일곱 || The First Night They Spent Together

377 32 1
                                    

"Bagaimana kalau kita berlatih malam ini?"

"K-Kamu tidak capek, Jennie?"

"Ya... secara teknis, kamu meminta bantuanku. Aku tidak akan menolak ratu dansa kita." Jennie mengkibas-kibaskan tangan di depan wajahnya yang sedang berkeringat sambil tertawa saat mengatakan itu.

Dan Lalisa hanya diam saat mengetahui GADIS POPULER ITU TERNYATA MENYADARI KEMAMPUANNYA. Dia terlalu senang untuk memproses segalanya. Dia hanya bisa menatap Jennie dengan binar seterang bintang pada kedua matanya, mulutnya melengkung senyuman yang sangat manis, dan ada semburat merah pada kedua pipinya yang gembul.

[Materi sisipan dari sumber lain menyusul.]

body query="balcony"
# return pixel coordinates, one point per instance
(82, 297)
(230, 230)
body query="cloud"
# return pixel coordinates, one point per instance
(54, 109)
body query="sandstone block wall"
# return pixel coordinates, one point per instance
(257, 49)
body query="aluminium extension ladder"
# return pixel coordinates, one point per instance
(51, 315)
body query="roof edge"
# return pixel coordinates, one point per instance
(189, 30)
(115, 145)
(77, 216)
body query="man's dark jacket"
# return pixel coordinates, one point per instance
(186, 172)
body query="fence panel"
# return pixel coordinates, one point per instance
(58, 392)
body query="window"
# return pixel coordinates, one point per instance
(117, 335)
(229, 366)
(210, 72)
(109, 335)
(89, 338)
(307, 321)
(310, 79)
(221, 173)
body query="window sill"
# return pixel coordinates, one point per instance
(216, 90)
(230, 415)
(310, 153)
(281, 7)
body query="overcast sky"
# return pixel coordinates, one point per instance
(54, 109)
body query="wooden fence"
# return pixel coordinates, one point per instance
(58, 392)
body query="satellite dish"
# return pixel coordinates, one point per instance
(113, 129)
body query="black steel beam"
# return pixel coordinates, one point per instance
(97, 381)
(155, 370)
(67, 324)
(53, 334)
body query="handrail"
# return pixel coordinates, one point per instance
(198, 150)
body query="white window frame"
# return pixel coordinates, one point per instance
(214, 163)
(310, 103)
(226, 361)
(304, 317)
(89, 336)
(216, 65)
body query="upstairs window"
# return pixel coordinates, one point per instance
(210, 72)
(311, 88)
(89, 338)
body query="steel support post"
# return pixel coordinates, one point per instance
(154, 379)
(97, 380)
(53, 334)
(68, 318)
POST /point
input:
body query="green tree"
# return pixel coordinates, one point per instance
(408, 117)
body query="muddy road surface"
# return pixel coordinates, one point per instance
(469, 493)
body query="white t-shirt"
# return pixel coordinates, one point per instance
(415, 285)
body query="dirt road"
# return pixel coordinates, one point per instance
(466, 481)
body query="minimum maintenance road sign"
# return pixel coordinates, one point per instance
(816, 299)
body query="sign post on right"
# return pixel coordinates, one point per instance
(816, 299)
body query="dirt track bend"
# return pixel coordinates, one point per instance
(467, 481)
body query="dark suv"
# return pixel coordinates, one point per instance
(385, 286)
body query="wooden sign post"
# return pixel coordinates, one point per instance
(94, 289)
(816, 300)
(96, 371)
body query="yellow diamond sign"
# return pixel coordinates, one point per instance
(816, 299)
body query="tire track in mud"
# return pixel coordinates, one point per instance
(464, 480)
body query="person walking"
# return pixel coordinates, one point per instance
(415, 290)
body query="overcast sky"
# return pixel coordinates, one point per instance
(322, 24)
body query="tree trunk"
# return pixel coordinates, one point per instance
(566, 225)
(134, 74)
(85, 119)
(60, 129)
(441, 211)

Sementara itu, Jennie sendiri menjadi canggung, dia mengira Lalisa tidak mengerti candaannya karena tidak kunjung mendapatkan respon apa pun darinya. Jennie jadi berpikir candaan orang Thailand berbeda dengan orang Korea, dan Lalisa masih beradaptasi. Jennie berdehem untuk memecah keheningan di antara mereka. "Jadi, bagaimana idemu? Kamu setuju dengan latihan malam ini, Lisa?"

Lisa mengangguk cepat. Kepalanya akan copot jika dia tidak berhenti.

"Baiklah. Temui aku di depan ruang vokal malam ini."

Dan Lalisa tidak bisa lebih senang saat mendengar hal itu.

Dengan langkah ringan, Lalisa mengendap-endap menuju ke ruangan vokal. Ini sudah jam 10 malam, dan pengetahuan Jennie soal pengoperasian gedung agensi ini tidak main-main. Dia benar soal cahaya remang-remang, dan hall yang sudah tiada terlihat tanda-tanda kehidupan.

"Gedung agensi ini akan berubah menjadi gedung horor di atas jam 9 malam." Lalisa mengingat perkataan Jennie.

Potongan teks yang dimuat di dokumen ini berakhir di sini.